When we come to look at the explanations which have been given as to why the Government do not wish to do anything at this present moment, I am struck by two facts. There is nothing left in the statement given by the noble Lord, Lord Mills, which can support that position, except that we are relying, in the meantime, upon other supplies coming in by import from abroad. Whatever explanation could be given, I think the imports, some of them valuable, coming in will also be the products of companies abroad which are subsidiaries or otherwise of these two concerns.
I still have not seen any answer on that point, therefore, which destroys our prima facie case, but on the general philosophy which he indicated, the noble Viscount then seemed to bring my memory back to our operations in the wider sense of whether industry should be large or not. Nobody hopes to be 1200 able to keep back the floodgates of this growth in size, whether it be in the sphere of a local supermarket or the development of an organisation which supplies the great markets of the world. Nobody thinks he is going to keep them back. But we have still to protect the public interest. That is vital, and that is where we are not getting a policy at the moment to prevent what may be a tragedy and disaster.

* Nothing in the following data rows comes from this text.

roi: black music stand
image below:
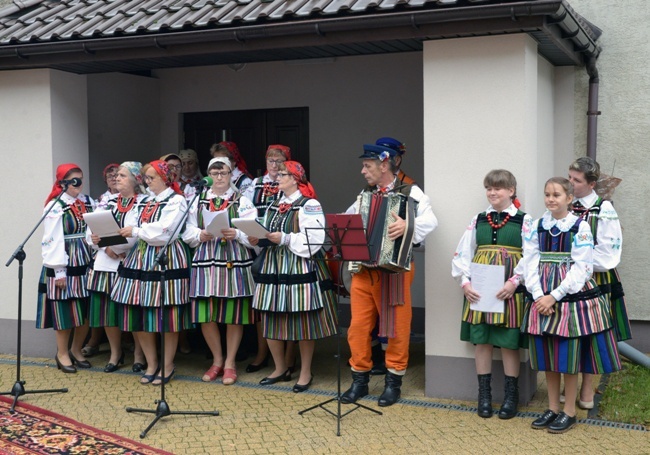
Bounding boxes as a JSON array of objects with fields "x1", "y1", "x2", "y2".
[
  {"x1": 0, "y1": 182, "x2": 70, "y2": 414},
  {"x1": 126, "y1": 186, "x2": 219, "y2": 438},
  {"x1": 298, "y1": 214, "x2": 383, "y2": 436}
]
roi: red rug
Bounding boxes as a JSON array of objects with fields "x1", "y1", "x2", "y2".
[{"x1": 0, "y1": 396, "x2": 172, "y2": 455}]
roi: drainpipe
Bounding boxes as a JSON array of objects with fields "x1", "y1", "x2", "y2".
[{"x1": 586, "y1": 57, "x2": 600, "y2": 160}]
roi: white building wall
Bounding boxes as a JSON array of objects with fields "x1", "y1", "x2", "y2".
[
  {"x1": 423, "y1": 35, "x2": 554, "y2": 399},
  {"x1": 571, "y1": 0, "x2": 650, "y2": 322},
  {"x1": 0, "y1": 70, "x2": 88, "y2": 356}
]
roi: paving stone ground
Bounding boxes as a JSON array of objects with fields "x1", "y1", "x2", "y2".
[{"x1": 0, "y1": 340, "x2": 650, "y2": 455}]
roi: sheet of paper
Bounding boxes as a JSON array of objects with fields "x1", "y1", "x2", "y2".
[
  {"x1": 470, "y1": 262, "x2": 506, "y2": 313},
  {"x1": 232, "y1": 218, "x2": 269, "y2": 239},
  {"x1": 84, "y1": 210, "x2": 120, "y2": 237},
  {"x1": 203, "y1": 210, "x2": 230, "y2": 237}
]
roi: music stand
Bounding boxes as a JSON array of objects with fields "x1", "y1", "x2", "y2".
[
  {"x1": 0, "y1": 182, "x2": 70, "y2": 414},
  {"x1": 126, "y1": 182, "x2": 219, "y2": 438},
  {"x1": 298, "y1": 214, "x2": 383, "y2": 436}
]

I am glad to note that the noble Viscount the Leader of the House feels sad in his heart at the spectacle, as it is called, of these two great organisations being in this position at the present time. But if he goes back to consider the philosophy of this matter, and the position of nationalised industries and the way in which they were talked about to-day by the noble Lord, Lord Hawke, let him not forget that you have done things before without an inquiry. You did not have a public inquiry as to whether you should hive off the great and growing part of the Transport Commission, the road transport. But you can tell us to-night that the railways have still to face that competition. That does not seem to go in exactly the same line of argument that we have been listening to to-night. Nor can you say that with regard to a firm of which I have personal experience, Browne's, who were producing compasses, of which we were so short, and the product was so poor in quantity that we had to take them over in the war without any inquiry or any real consultation. The Government reversed the decision without reference to public interest and only on the basis of private profit.
However, I do not want to make another long speech, but I was so intrigued by the arguments produced by the noble Viscount that I felt he ought to know exactly how I was feeling. I admired tremendously the oratory with which he stated a case so poor in content. We will not withdraw the Amendment and certainly shall not bother the House to divide, but we shall let it be negatived.
§ On Question, Motion for Papers negatived.